You have got it all figured out – after hours and hours of time spent planning, you are ready to start the perfect not-for-profit. You have a great mission statement that provides focus for your efforts, an eager staff of volunteers ready to get the word out, and the perfect plan to really serve the community. As you sit back and dream of future success, it suddenly hits you. What is this going to cost me?
What Am I Paying For?
There are three main types of expenses that not-for-profits encounter:
Program Costs
These are the first costs that jump to mind when thinking about a not-for-profit. These costs include all expenses directly related to your mission, such as the cost of providing vaccinations in a poor neighborhood or the cost of an actor to put on a dramatic play. As these are the first costs that come to mind, they are usually the easiest to determine.
Fundraising Costs
You have to spend a dollar to make a dollar. These are the costs related to obtaining revenues, such as employing a Development Director.
Administrative/Overhead
These are the backbone of the organization, the costs that it takes to keep a not-for-profit up and running. Expenses such as rent, utilities or an accounting staff may not be the first thing on a not-for-profit’s mind, but these costs are some of the most important ones a not-for-profit must understand. These administrative costs are the real costs.
The Need for Real Costs
Administrative costs have gotten a bad reputation over the years. These expenses are incorrectly viewed as expendable and unnecessary as they do not directly further the organization’s mission. However, without these real costs, a not-for-profit cannot maximize its mission. For example, as a not-for-profit grows, it will need a home, which means paying rent, utilities and other costs associated with a physical location. Office supplies, computers, a telephone and email system; all of these items are needed to keep a not-for-profit up and running. Most importantly, a strong accounting department is necessary for a healthy not-for-profit. Having a strong accounting department will help provide the best financial information to decision makers in the organization, such as management and the board of directors.
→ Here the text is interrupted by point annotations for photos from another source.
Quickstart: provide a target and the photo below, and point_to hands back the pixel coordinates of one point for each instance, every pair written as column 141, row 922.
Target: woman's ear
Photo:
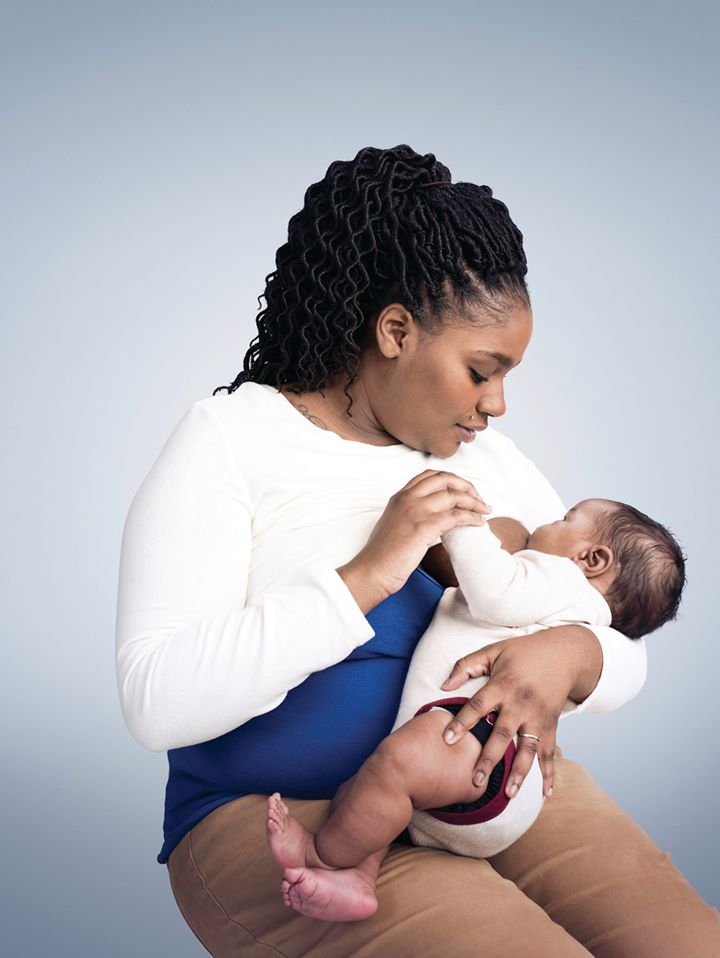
column 391, row 328
column 595, row 560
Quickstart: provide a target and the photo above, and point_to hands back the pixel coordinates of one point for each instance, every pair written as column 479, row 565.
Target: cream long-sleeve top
column 228, row 592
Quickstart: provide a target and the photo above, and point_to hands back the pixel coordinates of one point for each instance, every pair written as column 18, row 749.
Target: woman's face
column 427, row 386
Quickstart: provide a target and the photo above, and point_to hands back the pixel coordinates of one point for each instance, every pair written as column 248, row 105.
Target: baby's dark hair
column 388, row 226
column 650, row 577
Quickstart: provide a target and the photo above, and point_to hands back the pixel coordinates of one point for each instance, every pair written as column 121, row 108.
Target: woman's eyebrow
column 504, row 360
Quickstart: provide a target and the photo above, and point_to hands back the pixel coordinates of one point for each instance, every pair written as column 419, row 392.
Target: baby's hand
column 512, row 534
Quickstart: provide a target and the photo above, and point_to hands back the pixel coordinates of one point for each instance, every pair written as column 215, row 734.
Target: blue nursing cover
column 319, row 735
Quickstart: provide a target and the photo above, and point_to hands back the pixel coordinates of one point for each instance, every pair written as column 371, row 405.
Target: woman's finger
column 493, row 750
column 469, row 715
column 522, row 763
column 430, row 480
column 443, row 500
column 472, row 665
column 546, row 759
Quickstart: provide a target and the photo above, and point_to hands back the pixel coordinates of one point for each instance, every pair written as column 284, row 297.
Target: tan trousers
column 584, row 880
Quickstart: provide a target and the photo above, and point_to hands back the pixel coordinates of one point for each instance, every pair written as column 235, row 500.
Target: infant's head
column 633, row 560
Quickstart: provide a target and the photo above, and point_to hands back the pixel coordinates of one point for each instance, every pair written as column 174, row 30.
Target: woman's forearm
column 583, row 649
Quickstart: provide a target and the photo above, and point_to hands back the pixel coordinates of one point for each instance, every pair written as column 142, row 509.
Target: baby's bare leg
column 412, row 768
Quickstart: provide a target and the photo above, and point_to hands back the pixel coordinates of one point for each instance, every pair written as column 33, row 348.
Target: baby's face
column 569, row 536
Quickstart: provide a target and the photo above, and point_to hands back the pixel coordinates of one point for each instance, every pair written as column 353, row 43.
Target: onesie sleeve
column 513, row 590
column 193, row 659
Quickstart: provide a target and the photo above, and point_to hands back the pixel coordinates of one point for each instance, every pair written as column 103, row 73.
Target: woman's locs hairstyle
column 388, row 226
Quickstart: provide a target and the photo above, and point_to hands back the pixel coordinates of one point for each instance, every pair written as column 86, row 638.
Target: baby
column 604, row 563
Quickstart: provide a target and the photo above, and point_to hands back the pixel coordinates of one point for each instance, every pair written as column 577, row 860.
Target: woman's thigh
column 598, row 874
column 433, row 903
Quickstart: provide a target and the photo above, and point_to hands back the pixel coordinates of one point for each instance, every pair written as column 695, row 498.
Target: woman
column 271, row 594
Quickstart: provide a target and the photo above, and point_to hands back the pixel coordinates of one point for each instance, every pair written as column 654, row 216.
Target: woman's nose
column 493, row 401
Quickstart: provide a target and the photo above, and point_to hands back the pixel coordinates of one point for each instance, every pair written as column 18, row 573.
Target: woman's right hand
column 427, row 506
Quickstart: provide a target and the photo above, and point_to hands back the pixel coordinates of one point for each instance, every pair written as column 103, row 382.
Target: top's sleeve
column 515, row 590
column 193, row 660
column 624, row 666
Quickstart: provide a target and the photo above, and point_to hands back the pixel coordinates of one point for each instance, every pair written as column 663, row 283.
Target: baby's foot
column 290, row 842
column 344, row 894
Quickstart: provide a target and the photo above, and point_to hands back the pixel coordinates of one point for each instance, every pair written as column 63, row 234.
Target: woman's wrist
column 366, row 589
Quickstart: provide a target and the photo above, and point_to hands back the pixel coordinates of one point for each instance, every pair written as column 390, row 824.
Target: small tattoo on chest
column 315, row 420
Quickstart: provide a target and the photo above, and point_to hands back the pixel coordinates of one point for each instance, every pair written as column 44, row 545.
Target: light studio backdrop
column 154, row 153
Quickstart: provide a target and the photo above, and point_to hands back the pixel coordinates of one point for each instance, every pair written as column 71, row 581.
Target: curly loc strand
column 367, row 235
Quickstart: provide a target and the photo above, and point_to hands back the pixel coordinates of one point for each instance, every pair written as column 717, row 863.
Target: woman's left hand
column 531, row 677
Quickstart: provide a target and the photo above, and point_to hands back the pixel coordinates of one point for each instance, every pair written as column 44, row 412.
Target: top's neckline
column 328, row 435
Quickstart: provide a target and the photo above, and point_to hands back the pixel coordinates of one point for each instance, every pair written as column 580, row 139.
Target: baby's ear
column 595, row 559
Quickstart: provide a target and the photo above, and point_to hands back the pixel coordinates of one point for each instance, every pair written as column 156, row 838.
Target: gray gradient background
column 154, row 153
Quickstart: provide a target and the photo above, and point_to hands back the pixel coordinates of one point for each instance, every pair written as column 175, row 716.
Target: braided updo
column 371, row 233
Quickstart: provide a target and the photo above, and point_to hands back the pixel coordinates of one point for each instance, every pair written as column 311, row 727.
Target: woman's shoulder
column 248, row 409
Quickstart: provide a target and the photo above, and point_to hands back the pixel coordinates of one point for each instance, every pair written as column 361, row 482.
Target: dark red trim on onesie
column 494, row 800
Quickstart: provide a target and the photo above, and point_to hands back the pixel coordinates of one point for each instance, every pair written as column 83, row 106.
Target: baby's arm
column 511, row 590
column 512, row 534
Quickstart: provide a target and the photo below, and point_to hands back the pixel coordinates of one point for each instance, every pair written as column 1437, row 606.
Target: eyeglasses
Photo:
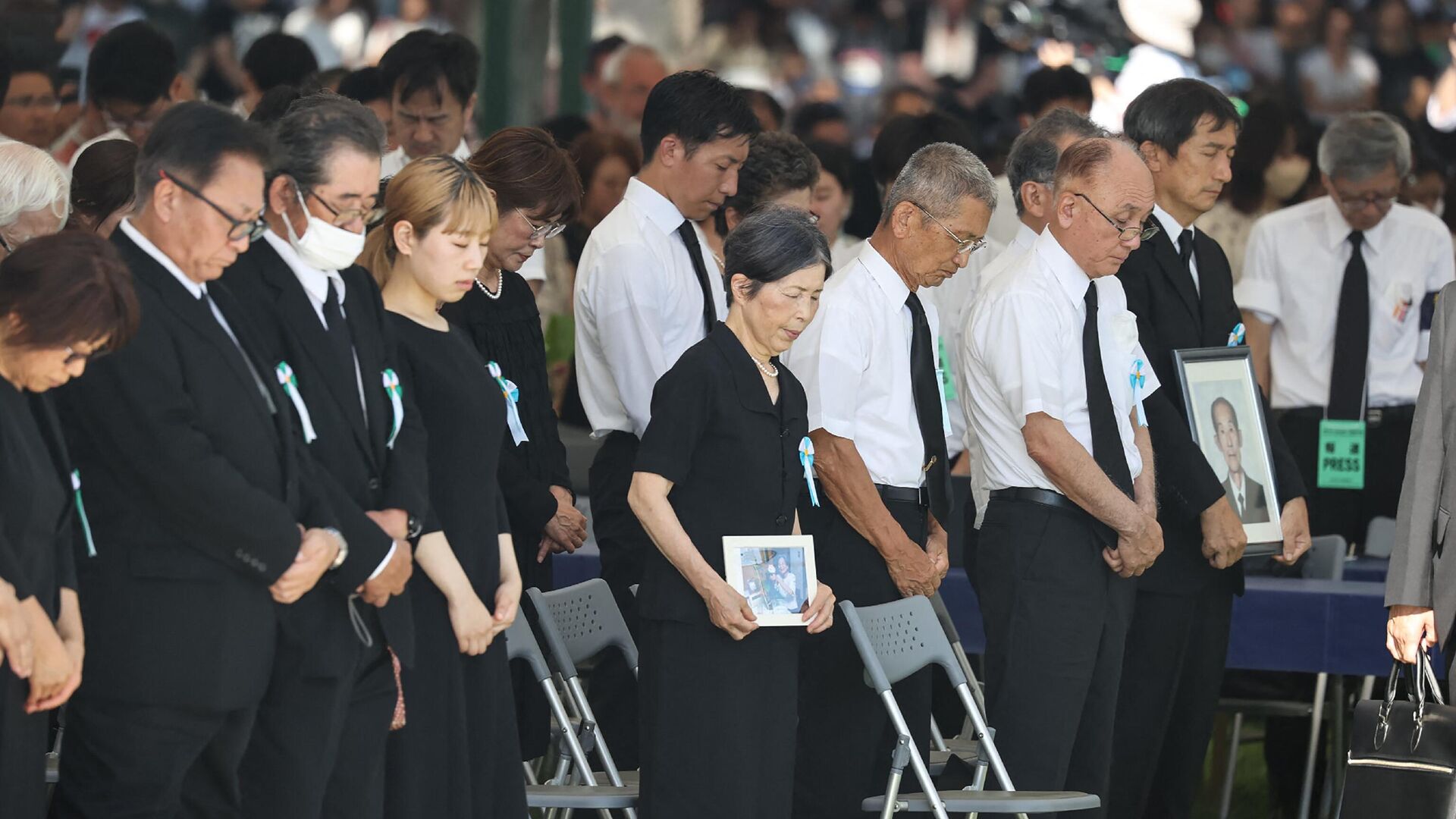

Identifying the real costs it takes to run a not-for-profit is only the first step, however. Just as important is the need to fundraise for these costs. Many donors only look at the mission of the organization and therefore will only provide contributions that are restricted for use only for that mission. While these contributions are helpful to a not-for-profit, obtaining contributions that are free from restrictions, or unrestricted contributions, will give a not-for-profit more flexibility to manage operations. Therefore, educating donors on the need for real costs is key in sustaining a healthy not-for-profit organization.
If you have any questions regarding real costs and how they relate to your organization, contact Harry Fox at [email protected] or 312.670.7444. Visit orba.com to learn more about our Not-For-Profit Group.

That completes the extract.